His role had been to download and write code to analyze millions upon millions of daily stock transactions. The data revealed that NASDAQ dealers, called market makers, were consistently maintaining spreads of 25 cents, rather than the minimal 1/8 (12.5-cent) increments, on NASDAQ's highest-profile and most actively traded stocks.
The study jolted market prices as soon as it became public.
The U.S. Justice Department launched an investigation into alleged dealer collusion. Investors filed multiple class-action suits against big-name investment firms. The suits ultimately were settled for more than $1 billion, and the Justice Department filed an antitrust action that also eventually settled. NASDAQ was forced to restructure.
This was heady stuff for Harris, who was still finishing his doctorate at Ohio State University.
Next, Harris and one of his collaborators began looking into a new group of market players known as SOES (Small Order Execution System) bandits, who eventually became commonly known as day-traders. NASDAQ had established SOES, permitting automatic execution of orders involving fewer than 1,000 shares.
"It basically opened the door for day-trading," Harris says. "For the first time, instead of having to call a market maker to execute your order, you could put your order into the NASDAQ Small Order Execution System, and you could become a day-trader."
Harris, who by then was on the faculty of the University of Notre Dame, and his co-author concluded what many day-traders learned from bitter experience. "One of the things we found there was that it was very difficult to make money," he says.

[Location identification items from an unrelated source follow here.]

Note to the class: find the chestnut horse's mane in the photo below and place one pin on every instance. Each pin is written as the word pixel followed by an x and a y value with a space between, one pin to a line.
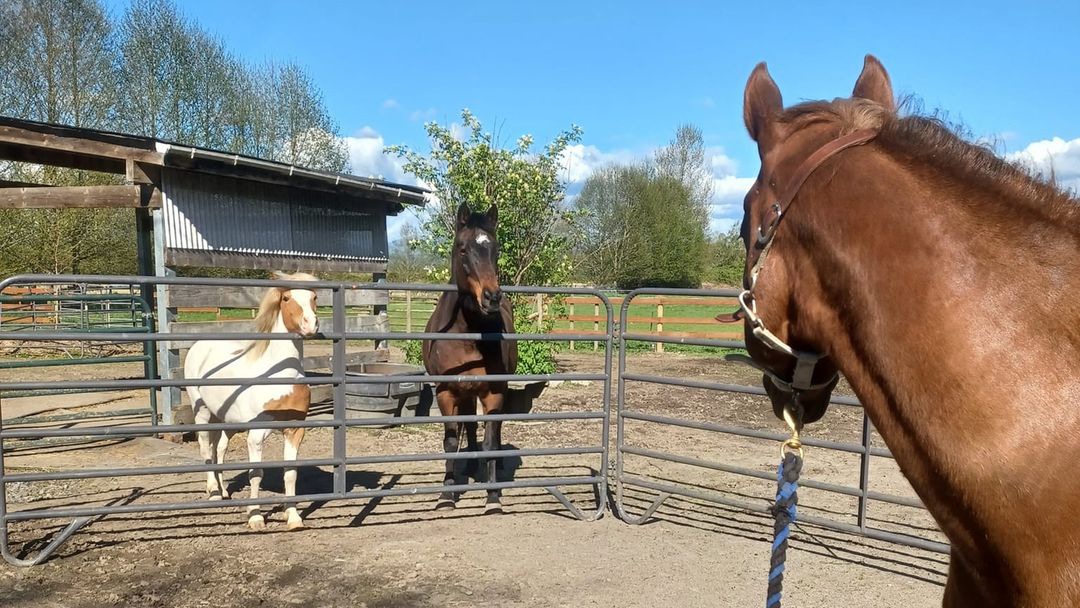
pixel 916 138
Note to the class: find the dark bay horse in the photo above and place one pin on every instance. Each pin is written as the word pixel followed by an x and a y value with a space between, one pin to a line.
pixel 945 284
pixel 477 306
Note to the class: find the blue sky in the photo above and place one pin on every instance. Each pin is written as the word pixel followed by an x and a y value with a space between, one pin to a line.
pixel 629 72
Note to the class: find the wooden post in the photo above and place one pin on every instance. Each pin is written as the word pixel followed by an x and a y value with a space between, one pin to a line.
pixel 596 324
pixel 571 323
pixel 380 310
pixel 660 324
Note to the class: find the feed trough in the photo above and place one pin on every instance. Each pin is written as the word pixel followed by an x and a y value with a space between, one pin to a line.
pixel 391 399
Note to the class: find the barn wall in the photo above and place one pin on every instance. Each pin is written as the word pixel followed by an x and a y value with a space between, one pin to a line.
pixel 208 213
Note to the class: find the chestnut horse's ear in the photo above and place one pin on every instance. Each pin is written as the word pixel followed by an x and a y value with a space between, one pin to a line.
pixel 463 214
pixel 761 103
pixel 874 84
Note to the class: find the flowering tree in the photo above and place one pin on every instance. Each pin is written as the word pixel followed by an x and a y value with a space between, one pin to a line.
pixel 535 232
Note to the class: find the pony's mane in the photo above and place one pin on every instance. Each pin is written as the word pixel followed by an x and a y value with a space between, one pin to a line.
pixel 269 309
pixel 918 138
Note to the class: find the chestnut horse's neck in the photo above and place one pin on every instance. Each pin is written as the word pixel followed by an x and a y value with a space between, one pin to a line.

Harris' research covers new territory resulting from the rise in NASDAQ's importance in the last two decades and the ability of newly powerful computers--the very industry that propelled NASDAQ--to analyze moment-by-moment market transactions. Previously, Harris says, researchers only had end-of-the-day data to study.
"There were little things in the market that nobody did understand," he says. Then, markets started producing CD-ROMs recording every quote. The amount of information soared as markets began permitting quotes in 1/16ths and eventually in pennies. Today, the data has moved from CDs to the more capacious DVD-ROMs.

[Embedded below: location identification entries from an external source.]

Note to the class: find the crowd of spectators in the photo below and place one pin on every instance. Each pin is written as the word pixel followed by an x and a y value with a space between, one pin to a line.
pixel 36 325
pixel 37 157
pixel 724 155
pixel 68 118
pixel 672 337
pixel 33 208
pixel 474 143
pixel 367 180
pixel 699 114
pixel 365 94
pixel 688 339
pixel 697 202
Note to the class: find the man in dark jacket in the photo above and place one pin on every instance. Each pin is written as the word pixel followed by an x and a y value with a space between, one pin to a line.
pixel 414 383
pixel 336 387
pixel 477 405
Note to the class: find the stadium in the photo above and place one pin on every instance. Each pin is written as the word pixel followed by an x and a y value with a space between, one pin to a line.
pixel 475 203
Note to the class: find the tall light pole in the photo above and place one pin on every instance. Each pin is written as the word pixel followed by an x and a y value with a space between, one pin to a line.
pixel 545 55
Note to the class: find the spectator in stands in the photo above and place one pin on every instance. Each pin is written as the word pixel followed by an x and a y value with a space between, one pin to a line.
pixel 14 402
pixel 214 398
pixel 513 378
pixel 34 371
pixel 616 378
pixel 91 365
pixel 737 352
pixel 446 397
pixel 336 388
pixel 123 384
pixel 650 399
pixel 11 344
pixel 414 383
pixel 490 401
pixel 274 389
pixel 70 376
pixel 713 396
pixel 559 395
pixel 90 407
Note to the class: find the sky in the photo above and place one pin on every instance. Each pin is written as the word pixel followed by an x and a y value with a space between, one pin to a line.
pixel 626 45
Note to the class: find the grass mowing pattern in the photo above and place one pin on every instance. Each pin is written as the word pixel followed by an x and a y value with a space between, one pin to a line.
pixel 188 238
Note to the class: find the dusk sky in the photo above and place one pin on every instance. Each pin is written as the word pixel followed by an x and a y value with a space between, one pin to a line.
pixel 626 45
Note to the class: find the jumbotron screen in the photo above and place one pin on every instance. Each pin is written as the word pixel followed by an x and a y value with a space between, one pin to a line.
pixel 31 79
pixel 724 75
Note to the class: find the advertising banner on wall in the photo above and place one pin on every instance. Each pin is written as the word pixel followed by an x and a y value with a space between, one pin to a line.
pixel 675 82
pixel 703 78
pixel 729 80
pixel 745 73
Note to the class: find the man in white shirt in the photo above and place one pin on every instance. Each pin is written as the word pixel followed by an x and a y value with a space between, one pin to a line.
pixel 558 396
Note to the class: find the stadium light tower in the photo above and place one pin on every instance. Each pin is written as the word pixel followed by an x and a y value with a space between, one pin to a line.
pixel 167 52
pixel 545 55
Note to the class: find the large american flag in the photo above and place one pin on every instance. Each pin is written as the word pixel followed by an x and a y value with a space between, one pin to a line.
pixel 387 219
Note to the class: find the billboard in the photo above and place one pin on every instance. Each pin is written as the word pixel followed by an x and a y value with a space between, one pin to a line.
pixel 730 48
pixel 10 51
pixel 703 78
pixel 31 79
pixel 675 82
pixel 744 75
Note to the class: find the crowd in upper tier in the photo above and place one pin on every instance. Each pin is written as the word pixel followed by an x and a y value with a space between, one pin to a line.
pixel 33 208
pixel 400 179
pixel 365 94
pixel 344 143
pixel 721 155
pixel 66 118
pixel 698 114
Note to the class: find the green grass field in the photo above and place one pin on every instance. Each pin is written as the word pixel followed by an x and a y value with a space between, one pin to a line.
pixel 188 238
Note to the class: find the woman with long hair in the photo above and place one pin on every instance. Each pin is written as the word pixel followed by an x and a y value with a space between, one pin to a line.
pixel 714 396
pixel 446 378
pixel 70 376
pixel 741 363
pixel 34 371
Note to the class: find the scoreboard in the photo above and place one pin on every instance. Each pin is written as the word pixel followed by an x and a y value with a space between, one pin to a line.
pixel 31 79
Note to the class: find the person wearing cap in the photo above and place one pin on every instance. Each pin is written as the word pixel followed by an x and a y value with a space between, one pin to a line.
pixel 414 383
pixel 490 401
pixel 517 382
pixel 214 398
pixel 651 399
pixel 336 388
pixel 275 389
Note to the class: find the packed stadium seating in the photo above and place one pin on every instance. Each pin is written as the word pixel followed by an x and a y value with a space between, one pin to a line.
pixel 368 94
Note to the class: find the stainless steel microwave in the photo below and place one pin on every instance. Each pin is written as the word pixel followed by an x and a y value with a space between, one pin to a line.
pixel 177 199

"NASDAQ had grown into a huge market in the 1990s," Harris says. With the phenomenal rise of such computer titans as Intel, Apple and Microsoft, which hadn't qualified for the New York Stock Exchange, NASDAQ was transformed from a venue for small-capital companies into a major player.
Harris honed his knowledge of NASDAQ as a Visiting Academic Fellow there from 2000-01, when he joined the UD faculty. Among his recent papers is "NASDAQ Trading Halts: The Impact of Market Mechanisms on Prices, Trading Activity and Execution Costs." NASDAQ halts trading on a stock when news is pending about the company, which occurs four to five times on a given day, Harris and his collaborators found.

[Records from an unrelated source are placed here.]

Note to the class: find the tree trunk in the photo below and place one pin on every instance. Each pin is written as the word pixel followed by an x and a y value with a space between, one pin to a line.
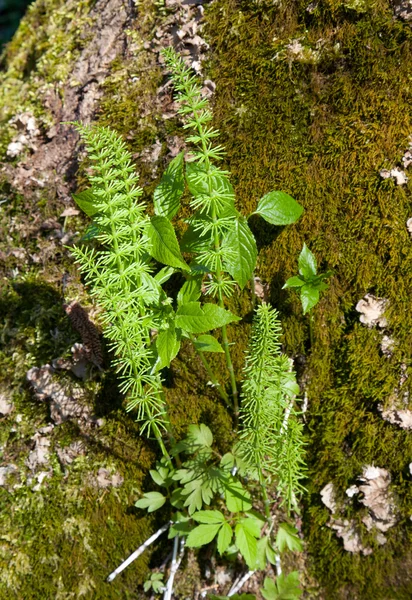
pixel 311 98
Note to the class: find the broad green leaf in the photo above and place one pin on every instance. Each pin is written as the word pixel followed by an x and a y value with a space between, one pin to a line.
pixel 224 538
pixel 157 477
pixel 252 525
pixel 247 544
pixel 237 498
pixel 200 435
pixel 209 517
pixel 234 597
pixel 151 500
pixel 295 281
pixel 87 202
pixel 181 526
pixel 241 243
pixel 261 558
pixel 309 297
pixel 190 290
pixel 164 247
pixel 287 538
pixel 202 535
pixel 207 343
pixel 279 208
pixel 284 588
pixel 197 319
pixel 307 263
pixel 192 241
pixel 200 184
pixel 164 275
pixel 167 346
pixel 166 197
pixel 152 289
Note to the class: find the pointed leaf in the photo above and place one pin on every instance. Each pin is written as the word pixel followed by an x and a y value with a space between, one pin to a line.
pixel 207 343
pixel 279 208
pixel 237 498
pixel 224 538
pixel 164 247
pixel 241 243
pixel 151 500
pixel 196 319
pixel 166 197
pixel 247 544
pixel 167 346
pixel 209 517
pixel 307 263
pixel 200 184
pixel 202 535
pixel 200 435
pixel 87 202
pixel 190 290
pixel 292 282
pixel 309 297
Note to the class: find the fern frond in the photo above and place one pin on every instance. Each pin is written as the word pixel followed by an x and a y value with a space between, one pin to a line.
pixel 119 274
pixel 271 438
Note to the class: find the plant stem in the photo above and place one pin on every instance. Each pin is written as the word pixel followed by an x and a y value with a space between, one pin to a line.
pixel 311 320
pixel 138 552
pixel 212 376
pixel 253 290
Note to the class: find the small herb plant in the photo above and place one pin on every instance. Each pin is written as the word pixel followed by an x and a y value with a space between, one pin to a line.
pixel 227 498
pixel 309 283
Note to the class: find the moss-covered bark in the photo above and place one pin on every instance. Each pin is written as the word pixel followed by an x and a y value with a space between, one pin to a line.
pixel 313 99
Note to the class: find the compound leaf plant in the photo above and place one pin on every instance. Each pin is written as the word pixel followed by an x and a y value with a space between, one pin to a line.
pixel 223 499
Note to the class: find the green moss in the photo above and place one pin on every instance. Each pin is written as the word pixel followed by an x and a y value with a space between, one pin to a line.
pixel 321 130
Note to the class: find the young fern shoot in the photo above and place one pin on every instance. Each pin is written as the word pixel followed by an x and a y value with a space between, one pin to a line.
pixel 119 276
pixel 213 196
pixel 271 436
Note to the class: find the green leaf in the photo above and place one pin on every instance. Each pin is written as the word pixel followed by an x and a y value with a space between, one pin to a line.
pixel 247 544
pixel 196 319
pixel 279 208
pixel 196 177
pixel 164 247
pixel 209 517
pixel 243 251
pixel 157 477
pixel 87 202
pixel 190 290
pixel 166 197
pixel 207 343
pixel 287 538
pixel 181 526
pixel 91 232
pixel 151 500
pixel 200 435
pixel 194 241
pixel 309 297
pixel 167 346
pixel 237 498
pixel 307 263
pixel 234 597
pixel 252 525
pixel 224 538
pixel 295 281
pixel 202 535
pixel 164 275
pixel 285 588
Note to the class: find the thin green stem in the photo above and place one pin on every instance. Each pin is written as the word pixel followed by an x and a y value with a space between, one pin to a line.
pixel 212 376
pixel 253 290
pixel 311 336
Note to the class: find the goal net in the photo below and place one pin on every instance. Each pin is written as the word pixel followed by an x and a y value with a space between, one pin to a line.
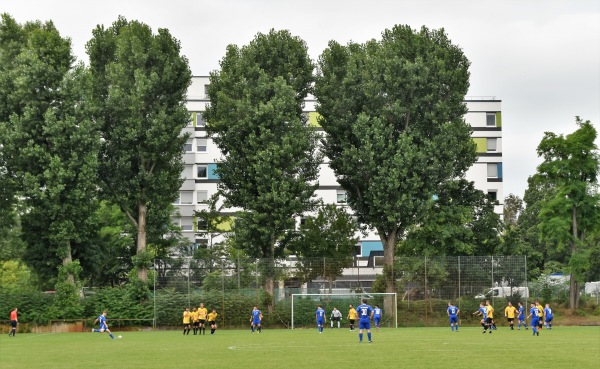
pixel 304 307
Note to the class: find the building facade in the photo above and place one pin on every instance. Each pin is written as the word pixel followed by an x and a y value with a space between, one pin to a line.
pixel 202 157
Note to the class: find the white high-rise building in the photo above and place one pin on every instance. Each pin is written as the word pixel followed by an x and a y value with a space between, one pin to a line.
pixel 202 157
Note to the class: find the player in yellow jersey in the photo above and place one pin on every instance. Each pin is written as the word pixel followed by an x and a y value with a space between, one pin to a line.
pixel 187 316
pixel 202 313
pixel 212 321
pixel 540 314
pixel 489 309
pixel 194 314
pixel 352 316
pixel 509 313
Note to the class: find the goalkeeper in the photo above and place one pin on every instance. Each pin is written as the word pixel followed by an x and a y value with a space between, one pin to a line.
pixel 336 316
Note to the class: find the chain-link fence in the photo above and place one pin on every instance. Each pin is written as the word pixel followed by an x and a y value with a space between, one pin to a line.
pixel 424 285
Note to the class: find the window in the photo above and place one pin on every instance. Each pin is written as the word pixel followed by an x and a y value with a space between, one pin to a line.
pixel 342 197
pixel 188 172
pixel 202 196
pixel 490 119
pixel 187 224
pixel 201 144
pixel 188 146
pixel 491 144
pixel 186 197
pixel 201 243
pixel 492 170
pixel 202 224
pixel 200 122
pixel 202 171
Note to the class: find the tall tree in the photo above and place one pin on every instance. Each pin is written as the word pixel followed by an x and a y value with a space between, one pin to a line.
pixel 139 84
pixel 571 163
pixel 270 159
pixel 49 143
pixel 393 113
pixel 325 244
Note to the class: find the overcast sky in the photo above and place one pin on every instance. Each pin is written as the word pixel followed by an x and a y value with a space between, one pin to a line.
pixel 540 57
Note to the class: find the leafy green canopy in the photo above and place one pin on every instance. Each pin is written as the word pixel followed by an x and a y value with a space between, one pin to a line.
pixel 139 86
pixel 270 162
pixel 571 164
pixel 49 142
pixel 393 112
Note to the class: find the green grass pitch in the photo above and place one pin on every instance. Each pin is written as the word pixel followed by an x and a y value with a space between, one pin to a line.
pixel 561 347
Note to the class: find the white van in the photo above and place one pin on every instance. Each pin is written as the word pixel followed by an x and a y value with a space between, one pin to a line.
pixel 504 292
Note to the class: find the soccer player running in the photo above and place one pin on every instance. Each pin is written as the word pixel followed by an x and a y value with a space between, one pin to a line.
pixel 483 312
pixel 509 313
pixel 365 314
pixel 255 320
pixel 540 314
pixel 521 317
pixel 534 313
pixel 320 315
pixel 490 315
pixel 453 315
pixel 187 318
pixel 336 316
pixel 352 316
pixel 103 325
pixel 548 316
pixel 212 321
pixel 202 313
pixel 195 321
pixel 377 313
pixel 14 321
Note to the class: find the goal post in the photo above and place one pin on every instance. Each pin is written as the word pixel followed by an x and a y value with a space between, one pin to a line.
pixel 304 306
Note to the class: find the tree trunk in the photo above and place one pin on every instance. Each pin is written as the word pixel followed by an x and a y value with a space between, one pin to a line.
pixel 141 239
pixel 68 259
pixel 573 300
pixel 389 251
pixel 270 275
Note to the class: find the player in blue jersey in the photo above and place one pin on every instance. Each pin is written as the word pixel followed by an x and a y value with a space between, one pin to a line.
pixel 320 315
pixel 377 313
pixel 548 316
pixel 365 314
pixel 453 315
pixel 534 313
pixel 255 320
pixel 483 312
pixel 521 317
pixel 103 325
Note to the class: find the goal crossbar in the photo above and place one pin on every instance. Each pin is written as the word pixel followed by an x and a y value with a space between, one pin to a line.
pixel 359 296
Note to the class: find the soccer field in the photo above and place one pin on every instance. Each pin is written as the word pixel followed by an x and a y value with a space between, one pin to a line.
pixel 562 347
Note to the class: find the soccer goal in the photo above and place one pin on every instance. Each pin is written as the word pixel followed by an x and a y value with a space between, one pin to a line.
pixel 304 307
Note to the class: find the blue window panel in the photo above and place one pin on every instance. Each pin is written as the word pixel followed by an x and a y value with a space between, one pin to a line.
pixel 211 171
pixel 368 246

"Jeff Harris' work has helped us and investors understand the markets better, particularly the NASDAQ stock market," says Mike Edleson, senior vice president and chief economist at NASDAQ. "He's a recognized expert on the workings of markets and how investors and companies benefit from them."
Harris often shuttles between his office in Purnell Hall and the Washington, D.C., area, where the SEC and NASDAQ are located and where his wife, Kirsten Anderson, BE '89, is a professor of financial accounting at Georgetown University.
One thing that Harris doesn't spend time on is analyzing his own stock holdings. "I trust the professionals to manage my portfolio," he says. "The truth of the matter is that the more you know, the less you know."
He notes that individual investors face some of the same hurdles as day-traders, including having to pay broker fees and trying to get ahead of specialists with supercomputers who scour world markets on a minute-by-minute basis.
There's something to be said for the long run, Harris says, because today's top 10 stocks won't be in the top 10 a few years from now. "Price today is always expectation about the future," he says. "If I knew exactly what was going to happen, I wouldn't be teaching."